Oh last night I gave myself a wallop of a fright! I was just released from 6 days in the hospital on August 2nd due to 2 strokes caused by a rare & mysterious brain blood-vessel freak out (enough with the rare & mysterious already!). Luckily this condition was quickly diagnosed in 2 days and there is successful treatment if caught early, steroids & calcium-channel blockers. Off work for a month, I have been home trying to digest this new status of "Stroke Survivor" and figure out yet again how to proceed with my life. I have also been flying high on Prednisone and alternately enjoying and spazzing out on its many side-effects. The energy is unprecedented, and the Fibromyalgia pain is gone (glory, glory, hallelujah!)! I have not felt this alive or capable in years. I have no inflammation in my body and can snap, crackle & pop my limber bones and joints into place with easy twists and turns. I am loosing weight and have lost the "puffiness" in my face starting and stopping Lyrica induced over the last few years. This forced type-B is resuming her overdrive-A ways as I am on a major productivity high, setting out to "fix" all the broken pieces of my life that keep coming in the form of life-threatening illness. 

But I am like a speed-freak, racing around at top speed, talking a mile a minute, hands shaking and fits of 'roid rage coming in waves. I can feel the pressure mounting in my brain and usually by mid-afternoon have a mild headache that warrants a Tramadol to soothe this aching reminder that I spent my 34th birthday in the ICU, just seconds, minutes, days away from death. Every evening just to sit down and watch TV and eventually fall asleep I am popping Xanax to bring down the steroid high, once again relying on massive amounts of prescription drugs to survive and playing puppet to their many repercussions. So yesterday when my husband, fur-babies and I spent the afternoon sheltered in the Starbucks outdoor mist-and-shade respite of the 108 degree Arizona heat, I thought nothing of it. Nor of the tightly bound ponytail that got me out the door to church on time earlier in the morning, pulling taught on my scalp all day. The mid-afternoon headache kicks in, with Tramadol offering no avail. It keeps mounting into dinner and by 7PM I am beginning to become quite concerned. Another Tramadol and some Xanax, and an hour later it is still there, slowly building into what my paranoia imagines is another climax of a stroke.
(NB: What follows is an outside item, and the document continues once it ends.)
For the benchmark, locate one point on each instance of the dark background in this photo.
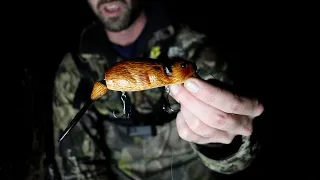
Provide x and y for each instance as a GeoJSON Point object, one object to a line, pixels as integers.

Thus begins the panic, fear, inquiry and concern into the type of headache (nowhere near the "thunderclap" that precipitated my strokes) the meds are doing nothing to soothe the throb of. I pulse with down-right terror as I vividly recall what I have just been through, needing to do anything and everything from allowing that nightmare to repeat itself. My poor husband immediately tail-spins into a bumbling mess, the acute fear of my death and his subsequent solitude that consumed him during my hospital stay flooding back to reality. Do I go to the ER? Is this related to the slight decrease in Prednisone my treatment plan mandated on Friday? Am I over-reacting, having just over-done it with the heat and scalp pressure and frenzied, steroid-induced excitement? I settle on the responsible yet not overwhelmingly expensive or dramatic option of paging the on-call neurologist to obtain advice. She instructs me to take the missing dosage of Prednisone (what's keeping the blood vessels in my brain open from stroking again) and I relent to taking a Percocet that dulls the pain to a slow and easy thud. But I can't sleep, and as I lie next to my terrified half-awake husband I feel so guilty, so scared and so paranoid. I want so badly to live, have fought through Fibromyalgia hell to reach a balance of life worth living and simply cannot be taken down by 1 single more thing!

So for today, at least right now, this girl is resting with an ice-pack strapped to my head, heeding my neurologists advice to increase the calcium-channel blockers, not the steroids (thank God). I am under constant supervision of my family & friends and promising myself to slow down, let my body heal and stop racing back to normal activity the steroids have given me a false sense of owning.